Despite a shaky white collar job market and dwindling entry-level roles, upcoming graduates are optimistic about bringing home the bacon. It may be wishful thinking—unless they snag certain careers.
The class of 2025 expects to earn an average salary of $101,500 yearly, according to a new report from ZipRecruiter. That’s a lofty expectation, considering that the average starting pre-tax income for recent college graduates surveyed was $68,400 annually.
While new graduates are a bit over their heads when it comes to starting wages, it’s not impossible to earn over $100,000 right off the bat. There are two key industries that pay salaries in the six-figures: corporate planning jobs like consulting and program management and AI-proof roles like nursing and home health care.
Fresh-faced grads could even land jobs in these fields without needing an additional specialized degree.

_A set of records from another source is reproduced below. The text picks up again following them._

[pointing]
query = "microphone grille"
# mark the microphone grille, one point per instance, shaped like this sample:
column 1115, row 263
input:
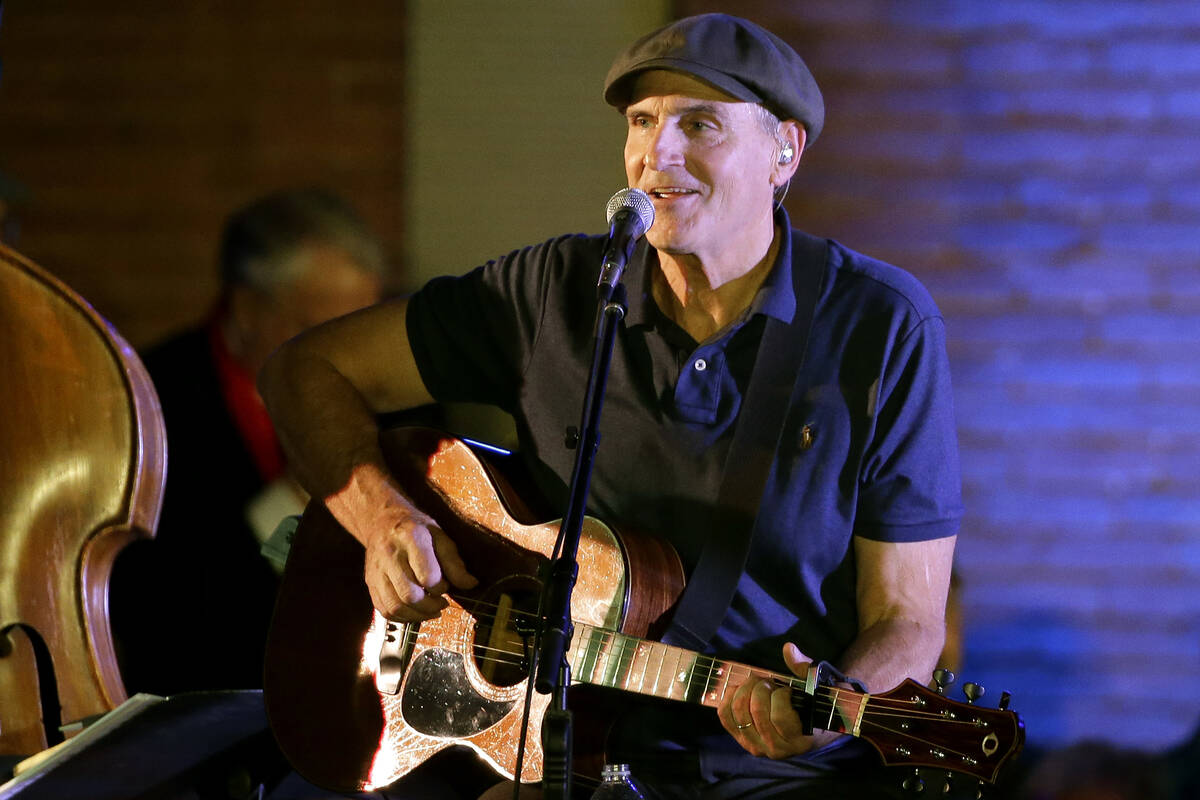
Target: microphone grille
column 634, row 199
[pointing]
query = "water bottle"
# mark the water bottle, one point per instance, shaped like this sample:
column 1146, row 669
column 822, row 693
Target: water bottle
column 617, row 783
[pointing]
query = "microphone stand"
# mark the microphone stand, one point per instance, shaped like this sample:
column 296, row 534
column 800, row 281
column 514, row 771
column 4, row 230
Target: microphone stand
column 553, row 671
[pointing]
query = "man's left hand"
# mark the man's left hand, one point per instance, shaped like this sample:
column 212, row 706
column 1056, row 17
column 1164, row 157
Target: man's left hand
column 761, row 716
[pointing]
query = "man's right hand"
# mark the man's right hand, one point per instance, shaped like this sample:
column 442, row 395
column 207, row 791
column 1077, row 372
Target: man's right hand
column 411, row 563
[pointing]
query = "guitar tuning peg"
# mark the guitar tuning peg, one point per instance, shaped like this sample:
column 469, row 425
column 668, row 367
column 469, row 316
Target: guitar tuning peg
column 942, row 678
column 913, row 785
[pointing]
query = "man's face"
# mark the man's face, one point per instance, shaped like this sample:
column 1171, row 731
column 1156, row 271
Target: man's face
column 703, row 157
column 330, row 284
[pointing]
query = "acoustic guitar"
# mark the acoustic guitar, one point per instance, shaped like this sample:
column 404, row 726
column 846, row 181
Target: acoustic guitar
column 357, row 702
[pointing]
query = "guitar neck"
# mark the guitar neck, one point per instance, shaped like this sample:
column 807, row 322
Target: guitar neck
column 604, row 657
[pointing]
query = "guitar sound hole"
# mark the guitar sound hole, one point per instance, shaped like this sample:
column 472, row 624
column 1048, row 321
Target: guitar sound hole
column 504, row 627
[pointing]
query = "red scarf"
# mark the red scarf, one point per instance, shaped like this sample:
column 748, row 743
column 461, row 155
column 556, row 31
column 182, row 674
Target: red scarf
column 245, row 407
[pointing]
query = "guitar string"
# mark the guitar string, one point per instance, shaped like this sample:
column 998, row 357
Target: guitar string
column 889, row 708
column 624, row 644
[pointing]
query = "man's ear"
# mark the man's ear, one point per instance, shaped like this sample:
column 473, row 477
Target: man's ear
column 791, row 139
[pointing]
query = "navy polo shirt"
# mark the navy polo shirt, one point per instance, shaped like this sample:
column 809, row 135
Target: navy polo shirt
column 880, row 458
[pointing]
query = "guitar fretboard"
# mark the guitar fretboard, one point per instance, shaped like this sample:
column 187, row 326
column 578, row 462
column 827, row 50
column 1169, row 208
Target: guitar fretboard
column 611, row 659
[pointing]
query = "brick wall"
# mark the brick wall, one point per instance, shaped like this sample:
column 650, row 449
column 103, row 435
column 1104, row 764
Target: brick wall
column 1037, row 164
column 138, row 125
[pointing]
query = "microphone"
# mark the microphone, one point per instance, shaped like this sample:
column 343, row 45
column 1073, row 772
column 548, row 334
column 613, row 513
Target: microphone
column 630, row 215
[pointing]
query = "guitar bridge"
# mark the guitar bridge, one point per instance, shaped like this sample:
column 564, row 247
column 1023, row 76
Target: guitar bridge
column 394, row 656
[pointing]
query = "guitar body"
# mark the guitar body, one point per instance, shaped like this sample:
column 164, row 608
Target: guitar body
column 355, row 703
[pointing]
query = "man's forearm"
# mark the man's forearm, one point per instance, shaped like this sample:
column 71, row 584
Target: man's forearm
column 893, row 649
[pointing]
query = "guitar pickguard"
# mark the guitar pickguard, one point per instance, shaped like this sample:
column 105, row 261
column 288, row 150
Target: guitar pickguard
column 439, row 701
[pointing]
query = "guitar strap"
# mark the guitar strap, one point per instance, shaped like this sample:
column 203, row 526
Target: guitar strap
column 774, row 379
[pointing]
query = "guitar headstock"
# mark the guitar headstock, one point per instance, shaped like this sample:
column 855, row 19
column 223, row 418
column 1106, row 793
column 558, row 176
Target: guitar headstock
column 915, row 726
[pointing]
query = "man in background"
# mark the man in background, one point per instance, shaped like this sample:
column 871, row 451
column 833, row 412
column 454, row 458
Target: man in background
column 191, row 608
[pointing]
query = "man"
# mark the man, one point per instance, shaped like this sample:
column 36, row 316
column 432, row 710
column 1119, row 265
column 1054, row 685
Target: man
column 192, row 607
column 852, row 548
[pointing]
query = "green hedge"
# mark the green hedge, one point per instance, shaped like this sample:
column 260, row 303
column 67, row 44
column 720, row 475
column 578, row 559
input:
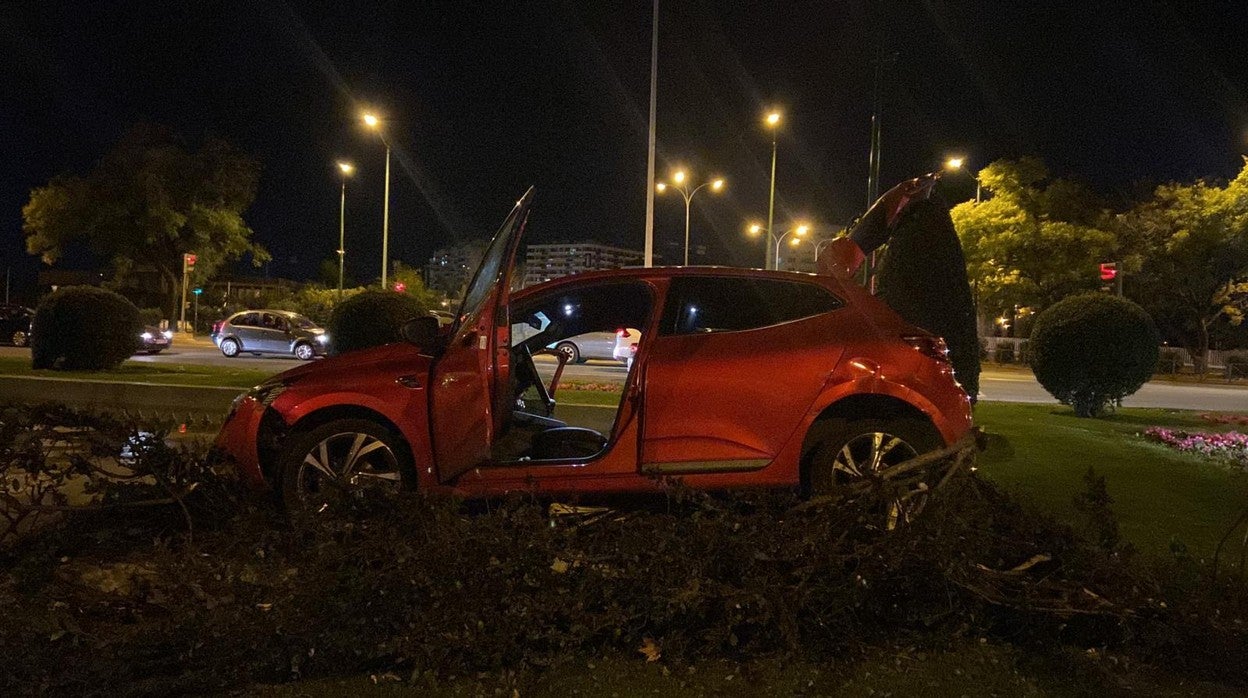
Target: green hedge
column 371, row 319
column 82, row 327
column 1092, row 350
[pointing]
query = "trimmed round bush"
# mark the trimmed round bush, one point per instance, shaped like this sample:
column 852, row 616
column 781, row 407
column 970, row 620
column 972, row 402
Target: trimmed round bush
column 150, row 316
column 84, row 327
column 371, row 319
column 1092, row 350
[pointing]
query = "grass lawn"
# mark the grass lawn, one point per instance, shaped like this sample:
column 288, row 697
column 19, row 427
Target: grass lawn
column 1042, row 452
column 146, row 372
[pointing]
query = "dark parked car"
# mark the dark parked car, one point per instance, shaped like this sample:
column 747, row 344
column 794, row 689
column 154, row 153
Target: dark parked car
column 154, row 340
column 270, row 331
column 15, row 325
column 744, row 378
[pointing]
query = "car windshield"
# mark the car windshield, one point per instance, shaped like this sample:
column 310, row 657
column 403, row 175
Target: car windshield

The top 10 professions to land a six-figure starting salary, according to ZipRecruiter’s platform data.
- Consulting
- Program management
- Nursing
- Industrial maintenance
- Telecommunications
- Business development
- Data specialist
- Home health care
- Real estate sales
- Procurement
The hottest jobs for overly optimistic Gen Z: healthcare and consulting
Gen Z may be adopting radical optimism to ignore that $33,000 gap in expectations—but they should heed caution. Recent grads have less power at the bargaining table than they expect.
Nearly half of rising graduates say they plan to negotiate for a higher salary, the data shows, in order to maintain their desired living standards. Yet only 31% who finished college recently were able to pull it off, with 30% earning less than what they hoped for, and 11% earning far below what they anticipated. More than four in ten wound up lowering their lifestyle expectations because they couldn’t barter for better wages.
But not all hope is gone. The class of 2025 aspiring for the 1% may find luck in jumping to a higher-paying industry, rather than staying put for a pay raise. About 83% of Gen Zers identify as “job-hoppers,” and 75% switch to a new role before ever getting promoted. Jobs like nursing and consulting are an “in” to a higher tax bracket.
Healthcare is having a major moment right now; as AI threatens a job takeover and a U.S. recession looms overhead, a career in the medical field can be a safe haven from the storm.
Between 2024 and 2030, U.S. businesses will undergo a major disruption because of AI, Kweilin Ellingrud, a director of the McKinsey Global Institute, told Fortune. This will induce about “about 12 million” occupational transitions. While some roles like customer service and administrative assistance may slide into redundancy, McKinsey reports, more jobs will feed into careers like healthcare, construction, and education. Jobs like nursing and home health care are essentially AI-proof.
Professions like nurse practitioners are seeing serious growth—it was ranked third in the U.S.’s 10 fastest growing occupations, with an expected 46% growth rate between 2023 and 2033, and average median pay of $126,260 in 2023. Many healthcare jobs in the healthcare field also go unnoticed; surgical equipment sterilizers are in high demand, yet few people know the role exists.
With less than a year of training and no college degree required, Gen Z has the chance to earn $70,000 a year off the bat.